In a separate statement issued a week after the decision (Dkt. No. IN12-7, 138 FERC ¶61,168, March 9, 2012), FERC Chairman Jon Wellinghoff said the combined $245 million sanction represented the largest penalty the commission had ever imposed under the expanded enforcement authority granted by Congress in the 2005 Energy Policy Act:
“Understand that the commission will be vigorous,” said Wellinghoff. “Tell the truth, the whole truth, and nothing but the truth when questioned.”
#9 You Can’t Build That: Developer loses right to build its own project
Three months ago FERC ruled that Dominion and FirstEnergy had the right to build an integrated system of static var compensators that the private merchant grid developer Primary Power had planned and worked on for years, even though, as Primary Power was later to complain, “they [the two utilities] had not spent a dime” on developing the idea.
Applying rules in its FERC-approved tariffs, PJM had awarded construction rights to Dominion and FirstEnergy on finding that they could do the work at less cost because they already owned two substations that would be involved in the project.
FERC agreed, albeit reluctantly, as the order could find no loophole in PJM’s rules allowing for any other conclusion.
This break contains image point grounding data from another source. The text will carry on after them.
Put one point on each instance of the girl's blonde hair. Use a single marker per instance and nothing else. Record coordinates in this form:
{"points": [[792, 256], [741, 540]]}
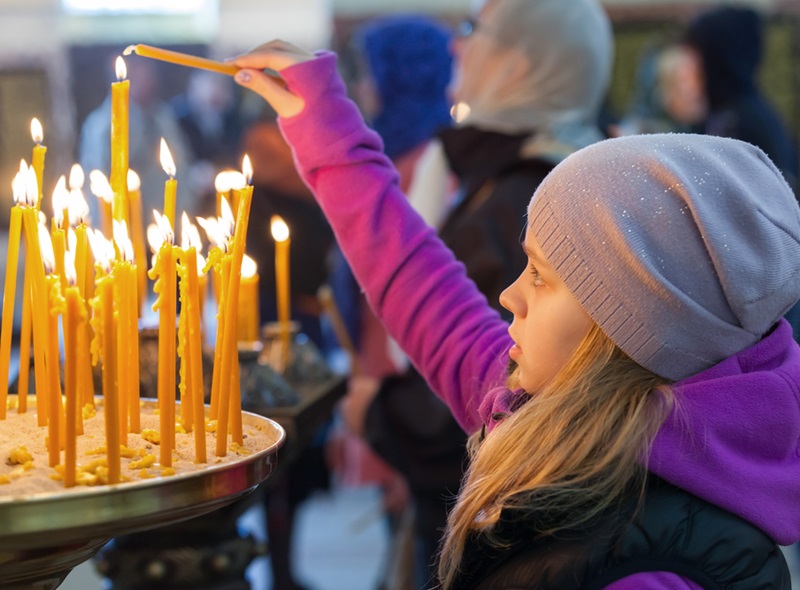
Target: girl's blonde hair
{"points": [[577, 447]]}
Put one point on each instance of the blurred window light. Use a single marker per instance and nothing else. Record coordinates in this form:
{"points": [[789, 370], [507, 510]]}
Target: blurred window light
{"points": [[134, 6]]}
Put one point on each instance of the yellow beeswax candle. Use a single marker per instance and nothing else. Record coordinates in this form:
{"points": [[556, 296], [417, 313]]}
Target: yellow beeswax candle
{"points": [[120, 91], [280, 233], [74, 317], [37, 158], [249, 321], [10, 290], [138, 237], [181, 59], [230, 355], [171, 185]]}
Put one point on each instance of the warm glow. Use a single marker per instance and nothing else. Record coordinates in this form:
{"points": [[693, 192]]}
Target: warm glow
{"points": [[46, 247], [279, 229], [226, 221], [247, 169], [77, 207], [134, 182], [121, 70], [249, 268], [69, 267], [121, 239], [60, 201], [37, 133], [100, 187], [31, 188], [167, 163], [76, 177], [213, 231]]}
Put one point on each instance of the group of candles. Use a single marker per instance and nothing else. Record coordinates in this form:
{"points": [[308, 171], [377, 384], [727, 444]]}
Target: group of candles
{"points": [[94, 280]]}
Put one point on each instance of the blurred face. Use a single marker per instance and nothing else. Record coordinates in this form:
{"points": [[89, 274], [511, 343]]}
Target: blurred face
{"points": [[548, 324]]}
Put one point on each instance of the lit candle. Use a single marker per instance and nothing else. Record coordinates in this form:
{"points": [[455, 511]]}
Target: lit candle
{"points": [[164, 273], [230, 355], [181, 59], [74, 319], [103, 347], [37, 297], [249, 318], [280, 233], [137, 236], [120, 91], [39, 150], [192, 343], [56, 305], [101, 188], [59, 224], [171, 185], [10, 288]]}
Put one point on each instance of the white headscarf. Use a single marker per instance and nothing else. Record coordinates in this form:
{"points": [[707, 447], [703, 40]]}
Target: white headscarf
{"points": [[543, 66]]}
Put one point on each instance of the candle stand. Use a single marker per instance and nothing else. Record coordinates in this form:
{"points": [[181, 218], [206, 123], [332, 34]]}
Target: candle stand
{"points": [[211, 553]]}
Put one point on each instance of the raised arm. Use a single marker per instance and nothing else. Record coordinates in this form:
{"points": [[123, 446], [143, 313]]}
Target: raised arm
{"points": [[410, 278]]}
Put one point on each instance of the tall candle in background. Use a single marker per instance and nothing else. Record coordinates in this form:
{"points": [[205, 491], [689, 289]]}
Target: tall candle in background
{"points": [[171, 185], [280, 233], [101, 188], [138, 236], [37, 159], [120, 91]]}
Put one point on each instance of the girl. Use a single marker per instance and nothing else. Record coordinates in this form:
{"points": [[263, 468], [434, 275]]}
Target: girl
{"points": [[646, 435]]}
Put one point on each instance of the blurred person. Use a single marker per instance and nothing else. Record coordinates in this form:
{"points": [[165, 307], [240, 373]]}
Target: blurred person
{"points": [[529, 80], [150, 119]]}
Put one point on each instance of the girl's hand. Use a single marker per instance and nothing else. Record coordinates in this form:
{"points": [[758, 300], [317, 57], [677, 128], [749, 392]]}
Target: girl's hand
{"points": [[275, 55]]}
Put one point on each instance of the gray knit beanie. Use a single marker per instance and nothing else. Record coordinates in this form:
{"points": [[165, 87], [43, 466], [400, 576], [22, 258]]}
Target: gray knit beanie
{"points": [[685, 249]]}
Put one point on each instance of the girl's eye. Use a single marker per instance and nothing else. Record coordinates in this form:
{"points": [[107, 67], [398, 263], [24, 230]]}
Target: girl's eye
{"points": [[537, 278]]}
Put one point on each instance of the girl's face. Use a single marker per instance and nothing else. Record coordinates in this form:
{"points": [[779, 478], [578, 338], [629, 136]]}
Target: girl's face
{"points": [[548, 324]]}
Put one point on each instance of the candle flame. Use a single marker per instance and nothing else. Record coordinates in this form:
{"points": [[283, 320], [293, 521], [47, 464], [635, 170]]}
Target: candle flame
{"points": [[249, 267], [215, 234], [124, 244], [19, 189], [247, 169], [31, 188], [37, 133], [76, 177], [121, 70], [60, 201], [100, 187], [69, 267], [279, 229], [46, 248], [102, 248], [167, 163], [134, 182]]}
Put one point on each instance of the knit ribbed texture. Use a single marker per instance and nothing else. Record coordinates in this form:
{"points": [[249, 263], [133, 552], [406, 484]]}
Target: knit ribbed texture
{"points": [[685, 249]]}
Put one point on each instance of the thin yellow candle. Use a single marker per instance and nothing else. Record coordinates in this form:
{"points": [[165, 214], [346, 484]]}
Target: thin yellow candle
{"points": [[230, 355], [10, 288], [120, 91], [59, 223], [37, 159], [164, 273], [181, 59], [101, 188], [249, 317], [74, 318], [171, 185], [38, 296], [138, 236], [280, 233]]}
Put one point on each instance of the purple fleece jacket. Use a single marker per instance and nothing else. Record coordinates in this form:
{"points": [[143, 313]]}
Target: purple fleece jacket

FERC said, however, that PJM should resolve the problem in tariffs filed to comply with FERC Order 1000.
#10 Thou Shalt Not Shed Load: No Way, No How
Earlier this spring FERC rejected and remanded a NERC-proposed electric reliability standard, the details of which would be left to be fleshed out through a regional transmission planning process, in which groups of stakeholders would freely debate, review, and then sign off on a standard that would allow grid system operators to rely on load-shedding as a possible option to maintain reliability during a single-contingency failure.
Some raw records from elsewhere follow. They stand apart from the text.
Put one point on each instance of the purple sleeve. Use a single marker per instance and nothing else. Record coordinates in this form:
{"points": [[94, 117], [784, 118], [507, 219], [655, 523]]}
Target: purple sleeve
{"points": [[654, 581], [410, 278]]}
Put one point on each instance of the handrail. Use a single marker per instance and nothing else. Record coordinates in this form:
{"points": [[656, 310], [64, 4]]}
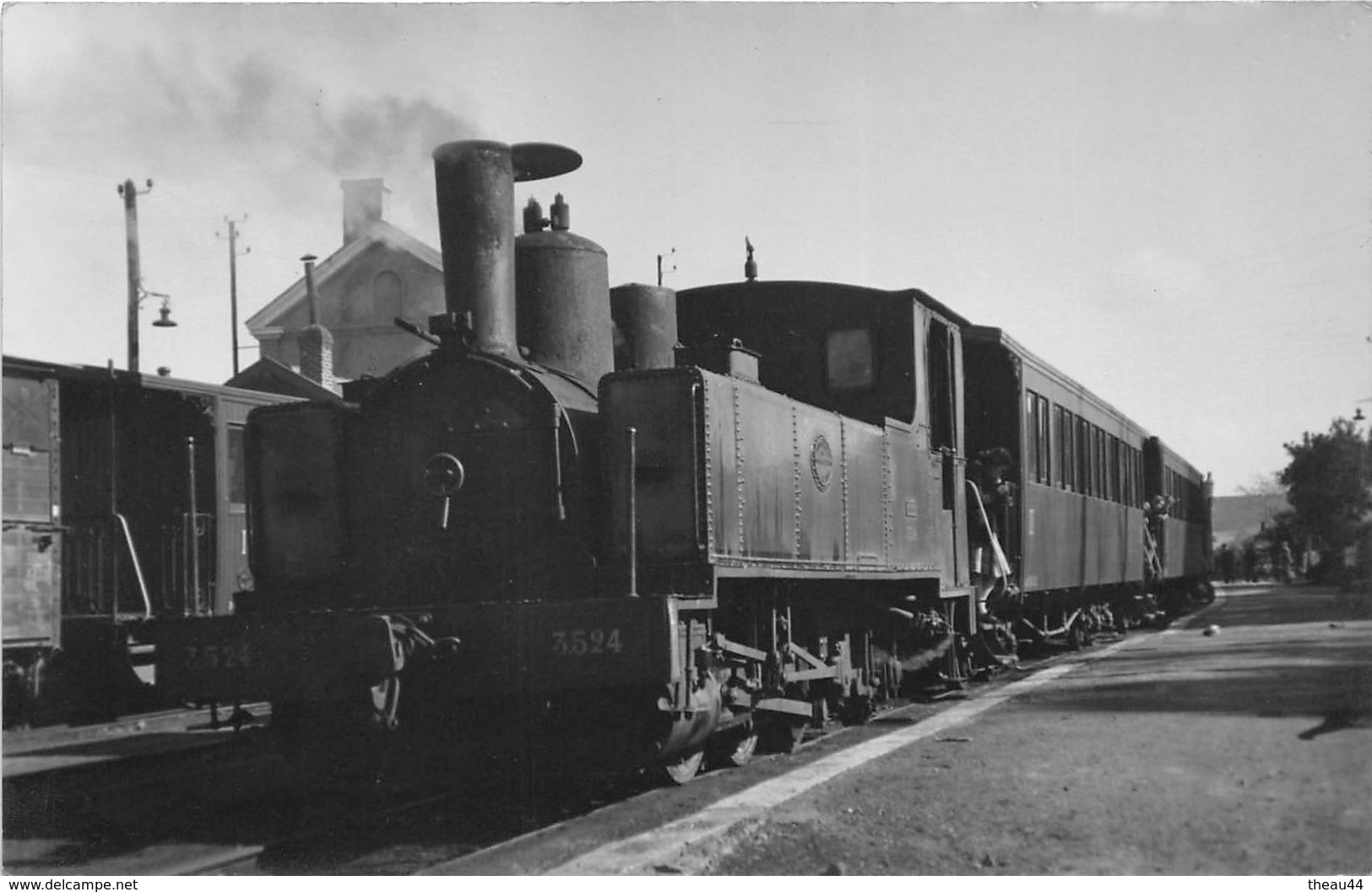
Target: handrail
{"points": [[138, 567]]}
As the commission explained in its decision (Order 762), such a standard would be impermissibly vague, and thus unenforceable, unless NERC could provide some kind of assurance that the stakeholder process would apply strict or technical engineering standards as part of its review, or even that the stakeholders would act affirmatively in some manner, and fine-tune the standard, rather than simply sit by and allow it to take effect without any countervailing action at all—a possibility that seemed to be permitted under the NERC proposal.
Yet the decision was seen by some (such as NARUC, representing state regulators) as overstepping FERC’s authority over the interstate bulk power system, and invading the state-controlled arena of retail service.
The case highlights a key weakness in the regulation of electric reliability—the lack of any cost-based guideline to help experts decide exactly how much reliability the nation can really afford. That and the fact that no regulator ever wants to see his name appear on in the same sentence with the word “outage.”